EloralintideResearch, Evidence & Safety Profile

Eloralintide (development code LY3841136) is an investigational obesity drug developed by Eli Lilly. It belongs to a mechanistic class called selective amylin receptor agonists — a distinction from earlier amylin analogs such as petrelintide (Zealand/Roche) and cagrilintide (Novo Nordisk), which activate both amylin receptors and calcitonin receptors.

Eloralintide's defining pharmacological feature is its 12-fold selective potency at the amylin 1 receptor (AMY1R) over the calcitonin receptor. The calcitonin receptor is involved in bone metabolism and calcium homeostasis, and its activation has been associated with some of the tolerability limitations seen with the native peptide pramlintide and with the earlier amylin-analog cagrilintide. Eloralintide's selectivity is hypothesized to preserve the metabolic benefits of amylin receptor activation while reducing bone/calcitonin-related signals — though the clinical importance of this distinction is still being characterized.

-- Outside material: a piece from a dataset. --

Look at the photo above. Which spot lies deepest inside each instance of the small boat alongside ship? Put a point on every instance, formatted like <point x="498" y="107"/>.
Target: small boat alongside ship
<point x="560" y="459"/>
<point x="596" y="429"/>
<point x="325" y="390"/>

The Phase 2 trial was published in The Lancet (PMID 41207310, November 2025) and reported dose-dependent weight loss ranging from 9% (1 mg) to 20.1% (9 mg) at 48 weeks versus 0.4% placebo in 263 adults with obesity or overweight without type 2 diabetes. These results prompted Eli Lilly to announce Phase 3 trials initiating by the end of 2025 or early 2026, both as monotherapy and in combination with retatrutide-class incretin therapies.

As of May 2026, eloralintide is investigational and has not been approved by the FDA, EMA, or any other regulatory agency. It is in Phase 3 initiation and available only within approved clinical trial protocols.

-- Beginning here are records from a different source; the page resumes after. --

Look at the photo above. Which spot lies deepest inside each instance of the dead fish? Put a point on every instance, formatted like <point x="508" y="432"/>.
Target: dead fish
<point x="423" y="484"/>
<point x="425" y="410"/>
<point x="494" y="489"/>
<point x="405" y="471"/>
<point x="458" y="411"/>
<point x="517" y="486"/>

Amylin is a 37-amino-acid peptide hormone co-secreted with insulin from pancreatic beta cells. Native amylin has a circulating half-life of minutes and aggregation properties that limit its pharmaceutical usefulness. Eloralintide is a structurally engineered long-acting analog designed for once-weekly subcutaneous dosing and selective activation of a specific amylin receptor subtype.

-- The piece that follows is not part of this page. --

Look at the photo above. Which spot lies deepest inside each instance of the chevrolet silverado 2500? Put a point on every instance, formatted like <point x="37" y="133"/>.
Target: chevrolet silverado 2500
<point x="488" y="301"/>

• Amylin receptor selectivity (AMY1R): Amylin receptors are heterodimeric complexes formed between the calcitonin receptor (CTR) and receptor activity-modifying proteins (RAMPs). Different RAMP subtypes produce different receptor complexes: RAMP1+CTR = AMY1R, RAMP2+CTR = AMY2R, RAMP3+CTR = AMY3R. Eloralintide activates AMY1R 12 times more potently than it activates CTR alone — the selectivity that defines its pharmacological profile relative to unmodified amylin analogs, which activate both the amylin receptor complexes and the calcitonin receptor.
• Satiety and appetite suppression: AMY1R activation in the area postrema, nucleus tractus solitarius, and hypothalamus reduces food intake and promotes satiety. These central effects are mediated through circuits that overlap with but are distinct from GLP-1 receptor signaling pathways — which is why amylin and GLP-1 agonism may be additive or synergistic when combined.
• Gastric emptying: Like pramlintide and other amylin analogs, eloralintide slows gastric emptying, extending the sensation of fullness after meals and reducing post-prandial glucose excursions.
• Leptin sensitivity restoration: Preclinical and clinical evidence across the amylin class suggests that amylin receptor activation partially restores central nervous system sensitivity to leptin — the adipocyte-derived hormone that signals long-term energy stores to the hypothalamus and is typically blunted (leptin resistance) in obesity. Whether eloralintide's AMY1R selectivity affects this mechanism relative to less-selective amylin analogs is not yet published.
• Complementarity with incretin therapies: GLP-1 and GIP receptors operate through different downstream pathways than amylin receptors. Eli Lilly is evaluating eloralintide in combination with retatrutide-class agents as a complementary mechanism approach — the hypothesis being that the combination produces greater weight loss with better tolerability than escalating incretin doses alone.

The following is based on the Phase 2 trial published in The Lancet (PMID 41207310). Phase 3 data does not yet exist.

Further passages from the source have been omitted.